Proses mental kurang sentral dari struktural kekuatan atau kondisi di luar kendali
individu yang memberikan pengaruh atas pilihan dan perilaku. Ketika individu
mungkin percaya bahwa mereka dapat bertindak dengan bebas dan dapat
membuat keputusan apa pun, positivis menekankan tekanan dan situasi sosial
yang kuat yang beroperasi pada orang untuk membentuk sebagian besar jika tidak
semua dari tindakan mereka. Bahkan positivis yang menggunakan penjelasan
pilihan rasional kurang fokus pada bagaimana individu bernalar dan membuat
pilihan daripada mengidentifikasi serangkaian kondisi yang memungkinkan
mereka untuk memprediksi apa yang akan dilakukan orang memilih. Positivis
berasumsi bahwa begitu mereka tahu eksternal faktor, penalaran individu
sebagian besar mengikuti logika rasional seperti mesin dari pengambilan
keputusan.
5. Apa hubungan antara ilmu pengetahuan dan nalar?
Positivis melihat pembagian yang jelas antara ilmu pengetahuan dan yang bukan
ilmu pengetahuan.

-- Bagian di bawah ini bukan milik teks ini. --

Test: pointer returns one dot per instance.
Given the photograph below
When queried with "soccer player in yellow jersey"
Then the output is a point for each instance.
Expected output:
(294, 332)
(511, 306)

Dalam banyak cara untuk melihat kebenaran, ilmu
pengetahuan sangat khusus jalan “terbaik”. Ilmu pengetahuan lebih baik dan
akhirnya akan menggantikan cara yang lebih inferior dalam mendapatkan
pengetahuan (seperti sihir, agama, astrologi, pengalaman pribadi, dan tradisi).
Ilmu pengetahuan membawa beberapa ide dari nalar, tapi ini menggantikan
bagian dari nalar yang ceroboh, secara logika tidak konsisten, tidak sistematis,
dan penuh bias. Komunitas ilmu pengetahuan dengan norma spesial, tingkah laku
ilmiah, dan tekniknya dapat dengan berulangkali menghasilkan “Kebenaran,”
dimana nalar tidak begitu jarang dan inkosisten.